Um dos mais interessantes estudos de Carlos da Silva Lopes reunidos nesta colectânea de estudos será o que dedicou, em 1968, aos dois célebres quadros que representam a Aclamacao de D. Joao IV, ao tempo no Palácio da Independência e hoje no Palácio Ducal de Vila Viçosa, com uma profunda descrição dos seus vários sentidos narrativos, à luz da parenetização propagandística das obras de arte portuguesa no século XVII. E, é curioso acentuá-lo, muitos dos problemas colocados e analisados têm recorte actual, abrem ‘estados de questão’ que persistem incólumes, meio século passado… É pena que outros estudos não apareçam, como o que dedicou ao pintor genovês Giovan Battista Ponte, um pintor que no fim do século XVII veio a Lisboa executar o tecto da igreja de Nossa Senhora do Loreto (obra desaparecida) e que saiu em 1935 nas páginas da Revista de Arqueologia e que possibilitou que, muitos anos mais tarde, outros historiadores de arte seguissem a senda do esquecido artista e lhe definissem outras facetas do percurso, incluindo obras remanescentes… Mas compreendem-se os critérios: se o presente livro reunisse toda a colaboração dispersa do Dr. Carlos da Silva Lopes, alargando-o a outras temáticas que não a Gravura e a Pintura, aduzindo textos de catálogos de exposições, pareceres e relatórios emitidos na qualidade de conservador de Museu, textos sobre Heráldica, Genealogia, ou Arqueologia, etc., etc., não chegaria um só volume para albergar essa vasta produção.

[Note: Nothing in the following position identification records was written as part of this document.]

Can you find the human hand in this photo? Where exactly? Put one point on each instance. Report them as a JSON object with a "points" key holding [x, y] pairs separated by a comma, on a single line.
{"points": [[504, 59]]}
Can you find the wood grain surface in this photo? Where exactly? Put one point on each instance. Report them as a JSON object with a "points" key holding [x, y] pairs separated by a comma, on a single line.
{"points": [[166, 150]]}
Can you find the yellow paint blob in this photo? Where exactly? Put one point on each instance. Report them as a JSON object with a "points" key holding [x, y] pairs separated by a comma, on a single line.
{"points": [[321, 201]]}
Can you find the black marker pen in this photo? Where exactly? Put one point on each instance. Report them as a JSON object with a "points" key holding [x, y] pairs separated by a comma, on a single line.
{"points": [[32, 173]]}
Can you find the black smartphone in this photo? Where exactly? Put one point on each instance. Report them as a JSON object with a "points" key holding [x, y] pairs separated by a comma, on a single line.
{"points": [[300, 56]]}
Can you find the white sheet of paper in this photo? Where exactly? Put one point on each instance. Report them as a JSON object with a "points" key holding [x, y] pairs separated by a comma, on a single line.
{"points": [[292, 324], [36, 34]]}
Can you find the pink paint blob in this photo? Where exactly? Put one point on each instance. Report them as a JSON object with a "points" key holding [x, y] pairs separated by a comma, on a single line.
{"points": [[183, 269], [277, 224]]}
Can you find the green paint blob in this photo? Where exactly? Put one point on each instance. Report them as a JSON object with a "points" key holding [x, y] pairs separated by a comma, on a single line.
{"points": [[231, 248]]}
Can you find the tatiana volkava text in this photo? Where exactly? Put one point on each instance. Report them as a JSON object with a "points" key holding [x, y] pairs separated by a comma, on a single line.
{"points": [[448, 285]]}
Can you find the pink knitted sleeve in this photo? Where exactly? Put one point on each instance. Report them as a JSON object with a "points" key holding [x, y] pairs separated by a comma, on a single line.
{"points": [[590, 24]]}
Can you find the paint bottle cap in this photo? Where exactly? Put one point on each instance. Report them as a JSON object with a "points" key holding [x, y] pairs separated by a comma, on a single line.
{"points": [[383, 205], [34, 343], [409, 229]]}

A leitura deste livro abre os contornos da actividade de um ‘homem bom’ do século XX que serviu a História da Arte e a Museologia portuguesas consciente de que a sua renovação era um imperativo de cidadania e que, mais cedo ou tarde, seria uma experiência aplicada no terreno. O entusiasmo com que elogiava a novidade da museologia de Figueiredo ensaiada no MNAA e seguida depois por Couto nos anos 50 e 60 era também um entusiasmo de especialista nas difíceis tramas de expor, conservar e abrir à fruição, ou seja, de tornar os percursos museológicos verdadeiras lições de saber e marcantes exposições artísticas com sentido.

Homem simples e modesto, traços de uma personalidade sapiente que se preocupava de modo intenso com a salvaguarda do património nacional e com a formação artística das gerações mais novas, o Dr. Carlos da Silva Lopes foi um “homem bom, generoso e excepcionalmente culto”, como escreveu, em síntese sobre a sua existência, o Dr. Flórido de Vasconcelos. Em boa hora esta colectânea de dispersos vem colmatar uma lacuna que era também exigência dos meios histórico-artísticos a respeito de uma personalidade algo esquecida cujo legado científico constitui matéria de ensinamento imperecível.

Lisboa, Julho de 2006

5 comentários:

  1. Para os mais novos da Família Cortez, Carlos da Silva Lopes era genro do Avô Alfredo Cortez, casado com Maria de Lourdes Cortez Machado e pai de 10 filhos, entre os quais me incluo.
    Deixou muito boas recordações, mas também muitas saudades.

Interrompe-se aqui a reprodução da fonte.